Annual fungi highlights

Hericium coralloides, Chessington Surrey. A species on the S41 list and protected under the NERC ACT

Fungi identification is difficult, I know, and I only move half - a - rung up the I.D. ladder each year. A tip for now is, don't be too-overly concerned with naming. Names are constantly changing with DNA analysis anyway. Follow your interests, slaving through the keys only works if you have a photographic - memory. The  fungi season is short, so there are only two/three months in which to hone your skills. Of course, wild foodies are existentially incentivised, and climb a different recognition ladder.

Personally, I learn best, when I have an understanding of  the context:- the habitat (age and quality); fungal tree partners and close relatives (e.g. russulas and milk caps); and what it is their presence might be indicating. Understanding where an old landscape exists, is like 'protecting the tiger', (M. Spencer) created landscapes are not biodiverse and won't be, even when your dead.

I am not so keen on the nitrophiles -  the poo and wee fungi - often found in marginal habitats, frequented by dog walkers (Paneolus mottled gills, Coprinus and Psatherella sp.). I am not counting Hebaloma's in that group, the Poison pie's that might be growing out of a vole or rodent latrine.

I am very interested in mycorrhizal fungi and their relationship with trees, they are declining in some areas (amanitas, russulas, milkcaps, boletes, and corts. or webcaps) . This may be a response to climate change in cases, as well as pollution but also our interference will play a part. It is my concern, that the mycorrhizal fungi that once appeared along the Pipe Track in New Malden, have been affected by the earth moving and continuous planting*.

I enjoy seeing a mycorrhizal fungi behaving like a saprotrope, such as this russula species below (Corts, & Lactarius) can also behave as saprotrophs to obtain mineral nutrients. A saprotrophic earthball can be parasitised by a bolete Pseudoboletus parasiticus growing into the fruiting body, which is rare and one of my reasons for living.

Saphrotrophic association of a russula rather than it's roots D. Humphries.

In addition, there are those that are indicative of good quality grassland such as wax caps. The initials of some indicator genera form the acronym  CHEG explained in this item on the fungi found in Kingston cemetery from a good year (2019). In fact, the acronym has grown to CHEGD, with the inclusion of grass Dermolomas also known as crazed caps. There are two species of Dermoloma both found in Greater London area and both in Richmond Park.

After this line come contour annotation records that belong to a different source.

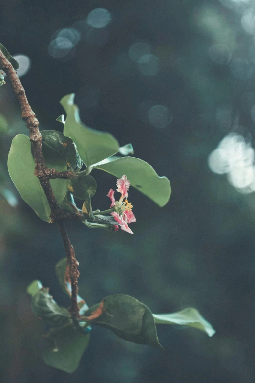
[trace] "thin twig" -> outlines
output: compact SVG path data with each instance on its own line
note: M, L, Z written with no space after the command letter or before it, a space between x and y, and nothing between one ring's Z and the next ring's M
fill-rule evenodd
M72 288L71 295L71 307L70 308L70 312L71 313L72 317L74 319L76 319L80 316L80 314L79 314L79 307L77 304L77 279L80 274L77 269L79 263L75 258L75 254L74 253L73 246L70 241L63 221L58 222L58 225L66 254L67 268L69 270L69 277L70 278L71 287Z
M63 222L67 220L84 219L82 214L79 213L68 213L62 209L56 199L50 185L50 179L68 179L76 177L73 172L57 172L55 169L47 167L42 145L42 137L38 125L39 123L28 103L25 90L12 65L6 59L0 49L0 68L6 73L11 83L13 91L18 98L22 111L22 118L25 122L29 131L30 141L32 143L35 157L35 175L39 180L43 189L51 209L51 222L57 221L60 229L61 236L66 253L67 265L69 265L69 276L72 286L72 305L70 312L73 318L79 316L77 305L77 278L79 271L78 262L75 258L73 248L70 242Z

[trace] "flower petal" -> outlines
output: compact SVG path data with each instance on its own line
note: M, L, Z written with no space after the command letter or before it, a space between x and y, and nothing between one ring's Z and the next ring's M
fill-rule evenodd
M109 197L111 199L111 205L110 206L111 207L113 207L114 206L116 206L116 202L115 202L115 199L114 198L114 193L115 191L113 189L111 189L108 194L107 195L108 197Z
M126 222L128 222L128 224L131 224L131 222L136 222L136 218L134 216L134 213L131 211L128 211L128 210L126 210L124 211L123 213L123 217L124 217L124 220Z
M119 216L116 211L111 213L111 215L112 215L114 217L115 220L118 222L120 226L121 230L127 231L127 233L129 233L129 234L134 234L130 227L128 227L128 224L124 221L123 217Z
M128 196L128 191L129 190L130 181L127 179L127 176L125 174L122 176L121 178L118 178L117 180L117 191L121 193L122 197L124 198Z

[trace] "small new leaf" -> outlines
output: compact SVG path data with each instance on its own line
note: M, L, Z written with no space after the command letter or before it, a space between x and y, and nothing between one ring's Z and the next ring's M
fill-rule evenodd
M73 199L73 195L68 191L66 192L65 196L63 202L61 203L60 207L68 213L80 213L80 210L75 204Z
M85 320L111 330L125 340L162 349L149 309L128 295L110 295L90 307Z
M46 146L48 145L57 152L59 158L66 160L71 170L79 171L81 169L82 162L75 146L70 138L65 137L63 133L56 130L42 130L41 134L42 137L43 153L45 144Z
M171 186L168 179L158 176L150 165L140 158L113 156L111 159L107 159L107 162L96 163L92 168L104 170L118 178L126 174L132 186L160 207L164 206L170 198Z
M77 368L87 348L89 334L84 334L72 325L54 329L46 338L43 359L49 367L71 373Z
M212 337L215 331L199 312L191 307L171 314L152 314L156 324L178 324L195 327Z
M56 119L56 121L57 121L59 122L61 122L61 123L63 124L64 125L65 124L65 121L64 121L64 118L63 114L61 114L61 116L59 116L58 118Z
M84 200L84 194L86 192L92 197L97 189L97 183L94 178L89 174L84 176L82 173L78 177L70 179L68 185L69 192L79 200Z
M35 294L36 294L43 287L40 281L36 280L31 282L30 284L27 286L26 292L31 296L34 296Z
M91 206L91 199L88 192L86 191L84 193L84 202L83 203L82 211L84 218L86 219L93 219Z
M32 309L37 316L54 326L63 326L71 319L69 311L57 304L48 288L42 287L32 296Z
M1 49L6 59L10 62L15 70L18 69L20 68L19 63L15 59L13 58L6 48L1 44L0 44L0 49ZM0 68L0 70L2 70L3 69L3 68Z

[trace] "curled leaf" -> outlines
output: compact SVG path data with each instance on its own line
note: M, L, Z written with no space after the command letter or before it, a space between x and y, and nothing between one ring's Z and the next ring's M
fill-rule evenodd
M127 144L119 148L119 152L122 156L128 156L129 154L134 154L134 148L132 144Z
M65 372L74 372L87 348L89 334L70 324L51 330L45 338L43 359L50 367Z
M155 321L149 309L128 295L110 295L90 307L85 320L111 330L125 340L162 349Z
M119 144L110 133L92 129L83 124L79 109L74 103L74 94L67 94L60 103L66 113L64 134L70 138L87 167L109 157L119 151Z
M156 324L178 324L195 327L212 337L215 331L199 312L191 307L170 314L152 314Z
M49 289L44 287L33 295L32 309L37 316L54 326L63 326L71 319L69 311L58 306L49 294Z

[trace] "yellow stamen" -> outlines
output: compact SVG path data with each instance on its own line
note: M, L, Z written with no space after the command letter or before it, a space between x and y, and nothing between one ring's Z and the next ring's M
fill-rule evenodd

                                                   Blackening waxcap H. conica Richmond Park

snowy wax cap Richmond Park



Paxillus obscurisporus new to science 1999 sometimes mistaken for a funnel (but gills are brown) and other times mistaken for P. involutus. Often under limes, birches, willows and in Kingston cemetery. A lot bigger than other Pax. sp. and uncommon.

I am least knowledgeable about bracket fungi, especially ones that do the damage, have names that sound like a terminal disease and feast on cellulose and lignin. But if its rare, then I can be a fungi twitcher.This bear lentinus Lentinellus ursinus was found on Epsom Common 8.10.21 with the West Weald fungus recording group, and is a red data species. It bears an unforgettable name.

                                         Bear lentinus Epsom Common W. Weald fungi group October 21

Podoscypher multizonata a rare and weak parasite only on veteran oaks Haringay annual fungus foray LNHS 30.10.21
* Some species of fungi can take fifty to one hundred years to fruit and any disturbance by earthmoving, ploughing or trampling can destroy their delicate threads. See  Wax caps significance and grassland management for an excellent video on wax caps and eDNA. Hydgrocybe punicea features see below.
                                                                 Hydgrocybe punnicea found in a churchyard in Shirley Croydon

 One of the largest of the waxcaps, Hygrocybe punicea is an infrequent find on cropped grassland and regularly mown churchyards. It occurs in late summer and autumn. This lovely mushroom often occurs in small clusters, and when young it is sometimes covered with a whitish bloom.
For info:
Rotters = saprotrophs
Killers = necrotrophs
Biotrophs = feed on living tissue such as crusts and smuts (includes mycorhizal fungi). Micorhizal fungi get sugars from a tree in exchange for liquids etc. Some biotrophs (corts, lact, and russula's) also have decomposer ability.
Endophytes are within a plant/tree roots.
White rot breaks down lignin
Brown rot (less common) breaks down cellulose (see Fenton chemistry mechanism).